I am not persuaded that a rational trier of fact could have found that appellant was under arrest at the time he fled the scene, based upon little more than a passing glance or indeterminate gesture. For this reason, I respectfully dissent. I would find the evidence legally insufficient to support the offense of escape, grant appellant’s first issue, reverse appellant’s conviction, and enter a judgment of acquittal. Appellant fled because he believed that he was about to be arrested. He committed the offense of evading arrest, not escape. 
      
      . If we were to address the sufficiency of the evidence supporting appellants possession of a felony amount of marihuana, we would find the evidence sufficient. Here, the undercover officer and Officer Carro both testified that there was a felony amount of marihuana in the black truck. The undercover officer testified that he saw appellant take a package, which looked just like the packages of marihuana later discovered in the black truck, from the black truck into the house. Also, appellants actions — driving extremely slowly around the neighborhood, shaking hands with the other man and patting him on the back, appearing happy or jubilant upon seeing the shipment of marihuana, glaring at the undercover officer, and slumping in the seat — are all actions that support appellants knowing possession of the marihuana. Viewing the evidence in the light most favorable to the verdict, we would hold that the evidence was legally sufficient to prove that appellant escaped from custody while he was under arrest for knowingly possessing a felony amount of marihuana.
     
      
      . As noted by the court of criminal appeals, ... a logical reading of the escape statute and those statutes in pari materia (see, e.g., § 38.04 Tex. Pen.Code, Evading Arrest or Detention) indicates the legislature envisioned that an arrest be complete before an individual can be charged with escape ... If one could be prosecuted for escape without a completed arrest, it would negate the effectiveness of an evading arrest or detention charge.”
      
        Medford v. State, 13 S.W.3d 769, 773 (Tex.Crim.App.2000).
     
      
      . It is critical here to distinguish between “custody” and "arrest.” We may not use such terms interchangeably. See Warner v. State, 257 S.W.3d 243, 247 (Tex.Crim.App. 2008). A person may be in custody, but not under arrest. Id.
      
     
      
      . See Majority Opinion, p. 563 (emphasis added).
     
      
      . Id.
      
     
      
      . Our sister courts have also considered whether detentions were converted into arrests and held that simply because a defendant has acquiesced to a detention, that did not complete an arrest.

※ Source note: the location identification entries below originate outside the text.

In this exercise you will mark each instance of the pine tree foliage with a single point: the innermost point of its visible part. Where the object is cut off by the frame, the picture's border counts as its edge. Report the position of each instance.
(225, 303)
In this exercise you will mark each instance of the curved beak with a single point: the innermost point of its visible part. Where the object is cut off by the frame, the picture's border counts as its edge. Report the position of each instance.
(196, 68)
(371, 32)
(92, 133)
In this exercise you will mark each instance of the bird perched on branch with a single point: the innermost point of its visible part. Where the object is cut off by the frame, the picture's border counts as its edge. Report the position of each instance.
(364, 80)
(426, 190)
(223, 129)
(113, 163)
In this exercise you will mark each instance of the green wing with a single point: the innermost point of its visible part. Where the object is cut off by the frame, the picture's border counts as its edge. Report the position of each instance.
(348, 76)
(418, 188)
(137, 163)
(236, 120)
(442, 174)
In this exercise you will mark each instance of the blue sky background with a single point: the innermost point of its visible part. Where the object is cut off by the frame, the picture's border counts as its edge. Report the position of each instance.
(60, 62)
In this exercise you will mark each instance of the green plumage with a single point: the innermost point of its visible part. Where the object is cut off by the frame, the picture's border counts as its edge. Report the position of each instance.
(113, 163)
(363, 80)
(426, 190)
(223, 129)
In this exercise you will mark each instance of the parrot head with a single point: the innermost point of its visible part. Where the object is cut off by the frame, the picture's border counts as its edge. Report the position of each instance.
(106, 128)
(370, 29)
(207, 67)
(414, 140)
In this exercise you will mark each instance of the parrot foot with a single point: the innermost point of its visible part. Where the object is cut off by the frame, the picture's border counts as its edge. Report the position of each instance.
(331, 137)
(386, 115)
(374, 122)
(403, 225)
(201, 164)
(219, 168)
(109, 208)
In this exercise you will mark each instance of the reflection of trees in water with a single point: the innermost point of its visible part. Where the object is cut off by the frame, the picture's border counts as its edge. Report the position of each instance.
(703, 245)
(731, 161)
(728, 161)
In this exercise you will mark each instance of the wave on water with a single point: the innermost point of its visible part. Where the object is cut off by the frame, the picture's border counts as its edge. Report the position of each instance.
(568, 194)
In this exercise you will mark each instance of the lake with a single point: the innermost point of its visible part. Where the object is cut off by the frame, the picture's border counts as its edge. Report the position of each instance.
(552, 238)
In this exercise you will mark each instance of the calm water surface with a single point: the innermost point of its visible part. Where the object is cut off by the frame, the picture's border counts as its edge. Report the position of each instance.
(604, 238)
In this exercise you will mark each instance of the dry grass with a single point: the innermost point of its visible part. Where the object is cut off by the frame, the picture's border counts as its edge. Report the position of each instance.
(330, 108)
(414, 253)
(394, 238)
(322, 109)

In In re the Austin Court of Appeals held that, even though a juvenile had been taken into (an unrestrained) detention — to which the juvenile had submitted — "the detention was not a completed arrest for the purpose of the escape statute, and a reasonable person in [his] position would not have understood himself to be restrained to the degree the law associates with a formal arrest.” No. 03-07-00633-CV, 2008 WL 2736879, at *3, 2008 Tex.App. LEXIS 5212, at *7-8 (Tex.App.-Austin July 9, 2008, no pet.). See also Diggs v. State, No. 10-07-00102-CR, 2008 WL 3112408 (Tex.App.-Waco, Aug.6, 2008) (reversing conviction for escape, holding that defendant was merely in process of being arrested when he fled, even though he briefly submitted to officer’s authority).